Qual a primeira pergunta que ela fará quando estiver na escola?  Porque isso...porque aquilo?  Fulano tem pai, eu não? Como explicar a uma criança que você não conseguiu ter um relacionamento amoroso com alguém, mas quis ser mãe solteira?  Se você está psicologicamente e emocionalmente em equilíbrio com os pilares da vida, saberá responder sem hesitar
Chegando neste ponto, como fica a avaliação dos psicólogos?
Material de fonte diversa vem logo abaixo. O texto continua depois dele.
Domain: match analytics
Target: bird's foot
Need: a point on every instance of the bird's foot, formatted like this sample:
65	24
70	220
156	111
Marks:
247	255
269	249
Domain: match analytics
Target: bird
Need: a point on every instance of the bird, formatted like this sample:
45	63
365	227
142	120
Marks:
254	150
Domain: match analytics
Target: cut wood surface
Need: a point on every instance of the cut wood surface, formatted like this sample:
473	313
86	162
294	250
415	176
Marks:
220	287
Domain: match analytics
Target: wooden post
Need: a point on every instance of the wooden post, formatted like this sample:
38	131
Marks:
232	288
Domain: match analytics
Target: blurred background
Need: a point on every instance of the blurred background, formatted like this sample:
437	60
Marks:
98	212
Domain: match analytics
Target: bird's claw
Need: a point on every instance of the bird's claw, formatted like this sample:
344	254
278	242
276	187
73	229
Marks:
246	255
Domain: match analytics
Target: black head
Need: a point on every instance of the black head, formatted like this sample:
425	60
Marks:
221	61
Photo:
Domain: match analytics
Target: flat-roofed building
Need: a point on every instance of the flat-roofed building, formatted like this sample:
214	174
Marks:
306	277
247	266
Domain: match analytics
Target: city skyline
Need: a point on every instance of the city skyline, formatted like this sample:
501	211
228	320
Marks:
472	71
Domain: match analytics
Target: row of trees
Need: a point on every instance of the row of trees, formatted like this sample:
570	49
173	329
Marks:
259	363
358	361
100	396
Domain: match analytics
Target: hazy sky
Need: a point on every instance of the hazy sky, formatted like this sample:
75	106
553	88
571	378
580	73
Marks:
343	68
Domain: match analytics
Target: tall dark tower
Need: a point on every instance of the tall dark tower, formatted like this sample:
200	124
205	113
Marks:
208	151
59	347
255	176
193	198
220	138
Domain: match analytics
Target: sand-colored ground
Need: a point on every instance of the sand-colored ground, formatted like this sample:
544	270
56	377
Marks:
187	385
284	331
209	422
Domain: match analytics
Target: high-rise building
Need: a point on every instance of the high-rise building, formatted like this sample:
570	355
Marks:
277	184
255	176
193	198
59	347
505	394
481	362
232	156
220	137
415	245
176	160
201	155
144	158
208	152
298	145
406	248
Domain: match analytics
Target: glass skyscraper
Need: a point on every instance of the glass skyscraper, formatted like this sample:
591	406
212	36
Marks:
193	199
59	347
Como fazer este ser entender as formas do amor, se nem foi gerado através dele?  Ah, eu não disse nada para meu filho afim de protege-lo. – Que proteção é essa que induz um ser a mentir?  Como posso mostrar uma boa conduta, se eu mesmo minto?  Como terei o respeito do meu filho, se início sua vida com mentiras?  Por isto, ser sábio é melhor do que ser inteligente.  Estava sendo inteligente quando menti, mas não fui sábio, pois mostrei que não posso ser espelho para meu filho.
Através da mídia, pode-se acompanhar vários jovens indo ao suicídio.  Este é um fim trágico para um ser humano que deveria viver e ser feliz.  A dor interior deve ser tão grande, a falta de direção deve deixá-los estáticos sem ter para onde correr ou a quem recorrer, mas infelizmente esta é uma nova realidade de encarar a vida.  Estes jovens crescem achando que podem tudo, mas não sabem que a vida tem limites e que a mente humana é frágil quando não existe sustentação emocional suficiente que ajude a lidar com os obstáculos. 
A vida pede para que sejamos sensíveis a nossa própria criação, ao amor, carinho, afeto, respeito, bondade, pois só assim se pode mostrar a alguém que os queremos de verdade... sendo sensíveis à vida! “Ter fé é acreditar, pois não se sabe quando um milagre irá acontecer! ”...”Se não tenho fé em algo, como sustentar meu espírito?  Assim como o corpo precisa de alimento “ A Bíblia”, nosso espírito precisa de sustentação.  Esta sustentação deveria ter sido passada pelos pais desde o nascimento da criança.
Sabe-se que para o homem existem varias formas de demonstração de amor, mas seria importante o homem não esquecer de que, cada ser que nasce tem o direito de ser livre, de ter suas origens definidas e resolvidas, para que o ajude a se tornar um ser de equilíbrio, de alguém que sabe lutar por aquilo que deseja, de alguém que sabe perder; quando for o caso, ser seguro de si mesmo, ter posicionamento firme, pois quanto mais indagações e duvidas possa existir sobre si ou sobre seu meio, são aberturas para possíveis caminhos e decisões errôneas que terá ao longo da vida. 
Como lidar com estes caminhos, se não tenho um espelho dos passos para seguir?  É difícil viver uma vida sem mirar um espelho.  A missão do espelho é mostrar a realidade e a dos passos é servir de guia.  Deixe suas pegadas para alguém seguir ou seja o espelho que alguém possa mirar e querer ser semelhante.